= Smita Sharma =

Smita Sharma is an Indian photojournalist based in Delhi whose work focuses on documenting human rights abuses and gender violence in the Global South, particularly human trafficking and sex trafficking. Her work has been featured in Human Rights Watch, Time, National Geographic Magazine, WSJ, the New York Times, Die Zeit, and other publications and she regularly speaks on gender crimes victim advocacy, social justice issues in South Asia, and ethical photojournalism.

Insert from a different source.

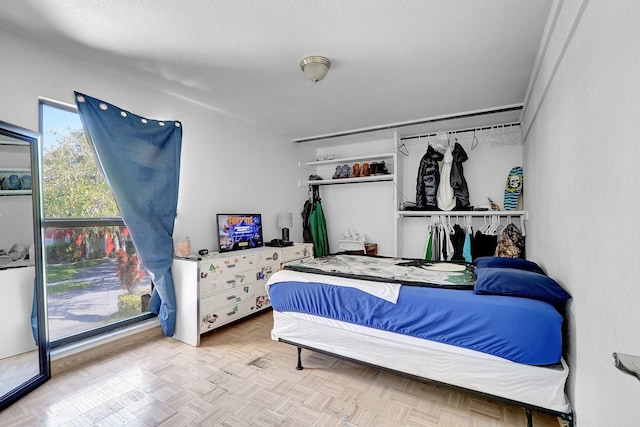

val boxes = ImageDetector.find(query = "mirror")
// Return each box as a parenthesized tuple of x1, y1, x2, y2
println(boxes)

Sharma is an International Women's Media Foundation reporting Fellow, a TED Fellow, and has had her work exhibited in the UN Headquarters in New York.

Sharma's 2018 short video project Rebels With a Cause, documenting an all-female Jaipur Police squad that patrols the city on motorbikes to combat violence and harassment against women, was commissioned by Elle UK. Sharma shared, with Louise Donovan, the One World Media Award in the popular features award category in 2019 for Rebels With a Cause.

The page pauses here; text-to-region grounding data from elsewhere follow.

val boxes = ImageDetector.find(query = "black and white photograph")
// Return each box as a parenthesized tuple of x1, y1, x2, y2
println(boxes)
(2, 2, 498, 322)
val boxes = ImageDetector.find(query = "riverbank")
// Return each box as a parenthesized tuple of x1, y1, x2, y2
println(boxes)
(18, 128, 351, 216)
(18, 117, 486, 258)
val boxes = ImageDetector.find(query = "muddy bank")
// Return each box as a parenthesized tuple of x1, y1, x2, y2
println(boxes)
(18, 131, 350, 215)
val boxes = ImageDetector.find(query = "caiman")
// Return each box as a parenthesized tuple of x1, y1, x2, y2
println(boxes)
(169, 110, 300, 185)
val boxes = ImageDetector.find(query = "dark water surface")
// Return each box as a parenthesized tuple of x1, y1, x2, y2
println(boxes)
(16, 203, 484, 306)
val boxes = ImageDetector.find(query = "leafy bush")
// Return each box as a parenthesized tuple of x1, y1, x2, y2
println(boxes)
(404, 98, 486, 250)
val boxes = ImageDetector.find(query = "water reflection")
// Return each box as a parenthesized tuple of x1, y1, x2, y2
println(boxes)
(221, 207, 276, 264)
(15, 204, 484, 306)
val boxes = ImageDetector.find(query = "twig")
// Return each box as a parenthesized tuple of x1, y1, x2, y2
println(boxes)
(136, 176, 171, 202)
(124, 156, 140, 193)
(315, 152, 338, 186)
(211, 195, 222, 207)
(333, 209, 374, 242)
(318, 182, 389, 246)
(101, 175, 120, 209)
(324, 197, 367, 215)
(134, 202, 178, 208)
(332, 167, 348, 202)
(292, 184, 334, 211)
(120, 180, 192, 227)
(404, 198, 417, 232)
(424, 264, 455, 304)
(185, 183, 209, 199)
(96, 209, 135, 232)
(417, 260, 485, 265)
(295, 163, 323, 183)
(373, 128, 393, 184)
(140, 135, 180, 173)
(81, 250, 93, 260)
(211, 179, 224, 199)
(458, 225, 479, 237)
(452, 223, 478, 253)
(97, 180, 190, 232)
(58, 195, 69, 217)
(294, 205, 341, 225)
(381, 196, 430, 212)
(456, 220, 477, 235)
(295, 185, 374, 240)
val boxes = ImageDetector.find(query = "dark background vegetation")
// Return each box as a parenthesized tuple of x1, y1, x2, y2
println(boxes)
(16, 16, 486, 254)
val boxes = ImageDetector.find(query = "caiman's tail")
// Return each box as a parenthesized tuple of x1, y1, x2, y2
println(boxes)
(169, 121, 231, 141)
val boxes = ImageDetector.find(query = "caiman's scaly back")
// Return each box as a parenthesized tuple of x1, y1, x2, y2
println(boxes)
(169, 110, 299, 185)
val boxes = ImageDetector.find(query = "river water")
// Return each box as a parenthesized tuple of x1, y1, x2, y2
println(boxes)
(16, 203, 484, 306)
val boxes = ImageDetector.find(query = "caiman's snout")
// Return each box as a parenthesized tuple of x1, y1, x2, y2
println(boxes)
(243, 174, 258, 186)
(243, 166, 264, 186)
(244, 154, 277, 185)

Together with Yudhijit Bhattacharjee, Sharma created Stolen Lives, for which Sharma shared second prize in the outstanding investigative reporting category in the 2021 Fetisov Journalism Awards, and won the 2021 Amnesty Media Award in the photojournalism category.

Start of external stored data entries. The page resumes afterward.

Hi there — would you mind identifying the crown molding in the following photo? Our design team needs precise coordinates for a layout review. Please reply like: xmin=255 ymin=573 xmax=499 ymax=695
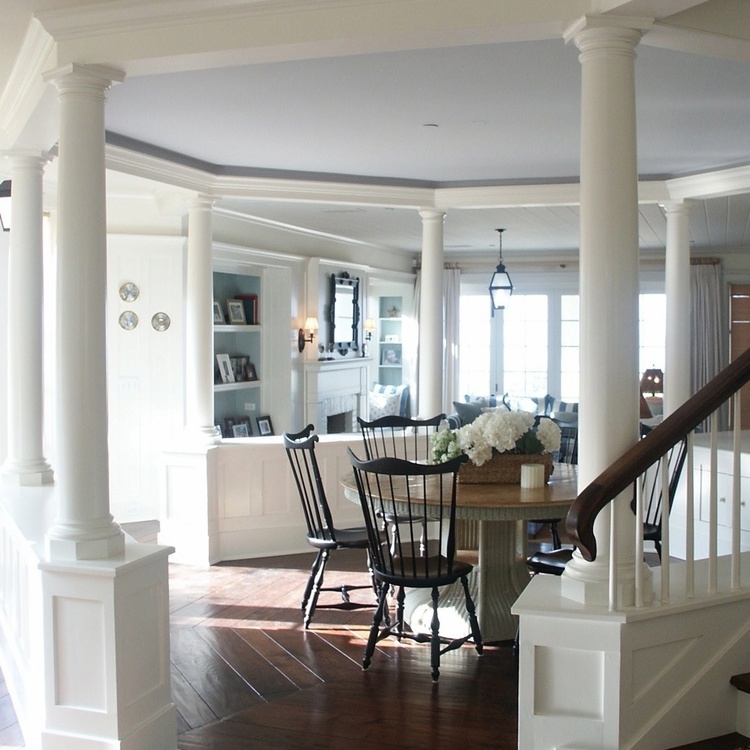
xmin=667 ymin=164 xmax=750 ymax=201
xmin=0 ymin=19 xmax=56 ymax=147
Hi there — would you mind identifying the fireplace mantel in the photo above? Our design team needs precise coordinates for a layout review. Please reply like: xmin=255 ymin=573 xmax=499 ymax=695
xmin=303 ymin=358 xmax=372 ymax=433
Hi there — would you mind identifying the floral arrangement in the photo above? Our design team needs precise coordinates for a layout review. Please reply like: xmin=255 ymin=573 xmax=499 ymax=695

In 2022, she published the photobook We Cry in Silence, which covers her investigative photojournalism on the cross-border sex trafficking of underage girls in India and Bangladesh, as well as a focus on trafficking for domestic servitude purposes. The book received the 2023 Lucie Photo Book Prize in the Independent Category and an Award of Excellence at Pictures of the Year (POY) International.